To conclude, mathematical models are useful in all domains. Many applications, starting from furniture to spaceships, can be done using mathematical modeling. It has a huge effect on our lives. Models with mathematics mainly contain equations and theories, which will help solve real-time problems. They are used in engineering and sciences to perform various applications.

A mathematical model is used to maximize output and enhance productivity. Apart from that, we have also discussed everything related to simulations in mathematics and how they differ from models. We have also seen its benefits and flaws. Finally, we have classified mathematical models and explained their subtopics in detail. All this information provided in this article will help the students to obtain full knowledge.

Frequently Asked Questions

1. What does modeling with mathematics mean?

Ans. Modeling with mathematics means that we use math to describe a system and then use that description to predict how the system will behave in the future.

2. What is an example of a math model?

Ans. An example of a math model is the Pythagorean Theorem.
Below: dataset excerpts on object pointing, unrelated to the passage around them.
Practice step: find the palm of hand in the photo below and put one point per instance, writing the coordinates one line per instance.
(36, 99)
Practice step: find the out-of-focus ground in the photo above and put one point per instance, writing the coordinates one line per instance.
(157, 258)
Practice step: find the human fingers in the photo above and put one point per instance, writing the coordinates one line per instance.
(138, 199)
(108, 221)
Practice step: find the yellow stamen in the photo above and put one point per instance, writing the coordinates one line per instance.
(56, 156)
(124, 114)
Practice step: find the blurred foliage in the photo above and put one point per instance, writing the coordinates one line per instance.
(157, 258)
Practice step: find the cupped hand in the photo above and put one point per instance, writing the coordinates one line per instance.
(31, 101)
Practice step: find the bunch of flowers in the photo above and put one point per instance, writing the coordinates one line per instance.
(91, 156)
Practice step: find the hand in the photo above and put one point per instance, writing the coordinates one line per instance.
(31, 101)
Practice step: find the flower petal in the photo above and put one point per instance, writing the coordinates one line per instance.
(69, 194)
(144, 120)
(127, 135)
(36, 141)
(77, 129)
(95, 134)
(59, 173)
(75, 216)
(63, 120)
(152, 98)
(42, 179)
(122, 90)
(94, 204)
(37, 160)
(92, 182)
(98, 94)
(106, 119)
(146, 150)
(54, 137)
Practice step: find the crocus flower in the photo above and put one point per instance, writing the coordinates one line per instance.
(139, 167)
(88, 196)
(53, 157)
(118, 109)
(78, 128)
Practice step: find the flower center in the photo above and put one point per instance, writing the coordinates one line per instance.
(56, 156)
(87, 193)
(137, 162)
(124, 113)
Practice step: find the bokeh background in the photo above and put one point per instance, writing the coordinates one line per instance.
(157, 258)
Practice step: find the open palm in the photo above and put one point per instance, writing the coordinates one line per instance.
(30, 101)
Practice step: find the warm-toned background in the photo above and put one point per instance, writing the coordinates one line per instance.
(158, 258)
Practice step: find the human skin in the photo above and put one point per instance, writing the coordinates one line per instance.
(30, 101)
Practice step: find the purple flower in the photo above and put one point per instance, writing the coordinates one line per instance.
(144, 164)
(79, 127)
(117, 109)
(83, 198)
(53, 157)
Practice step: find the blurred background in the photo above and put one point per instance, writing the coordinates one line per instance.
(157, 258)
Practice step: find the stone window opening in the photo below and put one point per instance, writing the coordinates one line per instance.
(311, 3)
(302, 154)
It’s a very simple formula that you can use to find the length of any side of a right triangle.

3. What are the types of math models?

Ans. There are many different types of math models, but they can be broken down into three main categories:

-Linear Models

-Non-Linear Models

-Dynamic Models

4. What is a model in math?

Ans. A model in math is a simplified version of a real-world system. It’s meant to help you understand how a system works so that you can predict the future or design solutions for it.
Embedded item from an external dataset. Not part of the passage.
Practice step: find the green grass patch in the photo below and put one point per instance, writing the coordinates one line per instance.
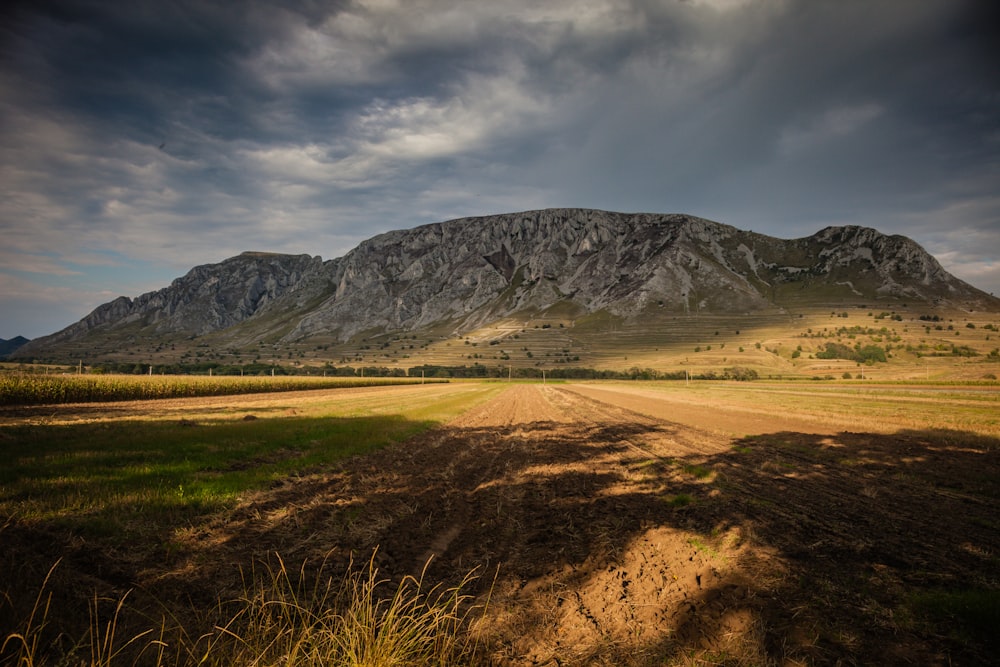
(120, 478)
(26, 389)
(134, 479)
5. What are some examples of mathematical models?

Ans. Some examples of mathematical models include:

Fluid dynamics, which is used to describe the movement of liquids and gases,

The Navier-Stokes equations, which are used to describe the motion of fluids,

The Black-Scholes equation, which describes the behavior of financial markets,

Mathematical Modeling: Definition, Classifications - Turito (2024)

FAQs

Mathematical Modeling: Definition, Classifications - Turito? ›

Mathematical modeling is described as illustrating real-life problems in mathematical terms and expressions. It is usually simplified in the form of equations.

What are the classification of mathematical modelling? ›

Mathematical models are classified in many different ways depending on their developmental programming context, style, and scope, including optimization (linear vs non-linear programming), application (descriptive or elucidative vs predictive or prescriptive), time representation (static or steady-state vs dynamic), ...
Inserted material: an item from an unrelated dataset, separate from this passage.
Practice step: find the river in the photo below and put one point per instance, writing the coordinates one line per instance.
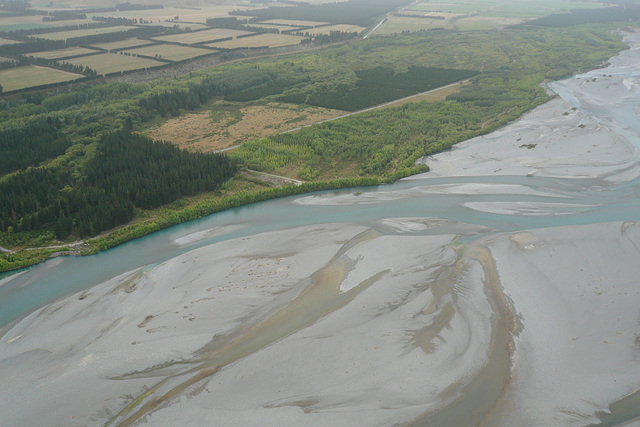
(478, 192)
What are the 4 types of mathematical modelling? ›

Mathematical models are used throughout the physical sciences. Some models in different fields include the following. Many mathematical models use similar equations. Four common forms of mathematical models are exponential decay, exponential growth, quadratic functions, and linear functions.

What are the 5 components of a mathematical model? ›

Components of Mathematical Model are variables or decision parameters; constants and calibration parameters; input parameters, data; phase parameters; output parameters; noise and random parameters.

How do you define a mathematical model? ›

A mathematical model is an abstract description of a concrete system using mathematical concepts and language. The process of developing a mathematical model is termed mathematical modeling.

What are the three classifications of models? ›

Many types of models can be grouped into three categories; visual models, mathematical models, and computer models. Visual models make things easier to understand by showing visual representations of phenomena used for education and communication.

What are 3 examples of mathematical models? ›

Though equations and graphs are the most common types of mathematical models, there are other types that fall into this category. Some of these include pie charts, tables, line graphs, chemical formulas, or diagrams.

What are the 6 steps in mathematical modelling? ›

Berry and Houston (1995) explain mathematical modelling process with six stages as understanding the problem, choosing variables, making assumptions, solving the equations, interpreting the solution, validating the model, and criticizing and improving the model.

What are the basic concepts of mathematical modeling? ›

In mathematical modelling, we take a real-world problem and write it as an equivalent mathematical problem. We then solve the mathematical problem, and interpret its solution in terms of the real-world problem. After this we see to what extent the solution is valid in the context of the real-world problem.

What are the most common mathematical models? ›

The most commonly used math models are equations and graphs. A key feature of equations and graphs that makes them useful models is their ability to make predictions about the future of the system in question. Math models can also be used to learn about a system, visualize data, or understand the origins of the system.

What are the 3 types of models conceptual mathematical and physical used for? ›

Physical models consist of physical objects that you can touch. Conceptual models use known concepts to help you visualise systems that are maybe impossible to see or understand. Mathematical models use known mathematical relationships to make predictions.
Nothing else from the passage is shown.